Another approach some sidechains use to inherit at least a part of Bitcoin’s double-spend resistance is ‘merged mining’, which is used by chains like Rootstock. Merged mining enables Bitcoin miners to opt into mining blocks for a sidechain at the same time as they mine Bitcoin blocks, in exchange for a portion of the sidechain’s transaction fees. This enables the hashpower which is used to secure Bitcoin to also be used to secure the sidechain. A drawback of merged mining is that miners can choose whether or not they want to participate, which in practice means that only a fraction of the total hashpower is used to secure the sidechain (42% in Rootstock’s case as of the most recent data).

Sidechains that do not use merged mining have to provide economic security for their chain some other way, even if they make state commitments to L1 since those commitments happen only after consensus has been reached on the L2. Many chains accomplish this with their own set of miners or validators staking the chain’s native token. An interesting set of projects, however, aims to accomplish this while staying as Bitcoin aligned as possible. This includes Botanix, Mezo and Stacks. Botanix and Mezo are both proof-of-stake chains, however, they both allow validators to stake BTC to secure their chains, thus taking advantage of BTC’s value and stability. Stacks uses a mechanism dubbed proof-of-transfer (PoX) whereby miners spend BTC and are selected to propose Stacks blocks with a probability that corresponds to the amount of BTC spent. Both Mezo’s and Stacks’ designs are hybrids, Mezo allows dual staking of the Mezo token along with BTC, while Stacks only uses BTC proof-of-transfer for block production, with validation handled by ‘Stackers’ who stake STX to participate as validators. 

These mechanisms thus allow these sidechains to draw some of their economic security from Bitcoin and the value of BTC they can attract to stake on their platforms, but they don’t quite reach the level of fully inheriting Bitcoin’s economic security and double-spend resistance.

 

Multi-Sig Bridges, Threshold Signatures and Cryptoeconomic Guarantees

Sidechains also seek to minimize trust in bridging through a variety of different mechanisms.

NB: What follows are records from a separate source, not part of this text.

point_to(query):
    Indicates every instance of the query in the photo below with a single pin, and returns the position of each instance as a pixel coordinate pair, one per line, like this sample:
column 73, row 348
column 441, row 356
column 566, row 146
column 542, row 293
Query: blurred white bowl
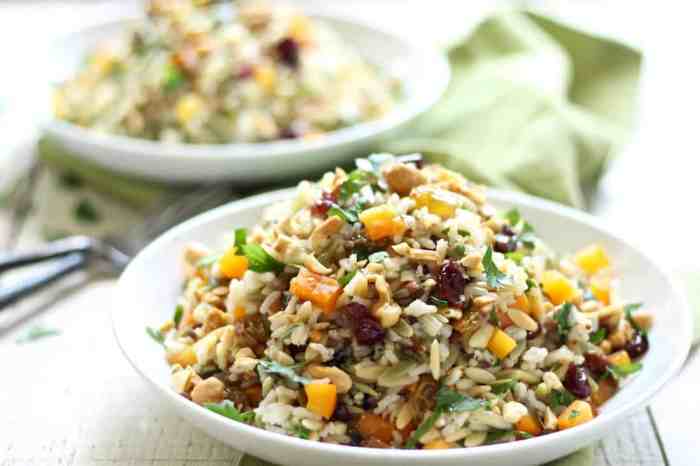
column 149, row 288
column 423, row 71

Existing Bitcoin sidechains have for the most part relied on a federation of trusted parties to secure the bridge between Bitcoin and the sidechain using multisigs. These usually consist of federations of between 10-15 trusted signers, where an honest majority or supermajority (e.g., 11 of 15) is needed to sign off on withdrawals.

 

Sidechains Traditionally Rely on Trusted Federations for Bridging

Source: Rootstock, GSR.

Recent sidechain projects have been exploring other models to further minimize bridge trust assumptions. A popular model has been the use of threshold signatures. Threshold signatures are conceptually very similar to multisigs, both enable authorization of actions based on collecting sufficient signatures out of a set of possible signatories. Multisigs, however, use individual public keys for each signer in a fixed set of signers. The chain must keep track of these public keys and verify their individual signatures, which means that the onchain footprint of multisigs grows with the number of signers. Threshold signatures, on the other hand, only require a single public key and use Multi-Party Computation (MPC) off-chain to split shares of a single private key across many participants. In order to sign transactions, these participants once again use MPC off-chain to privately sign using their shares and once a specific threshold number of participants is met, the private key can be recovered and used to sign transactions. Threshold signatures can thus scale to a greater number of participants, allow for more flexible signer sets, and have a lower onchain footprint. 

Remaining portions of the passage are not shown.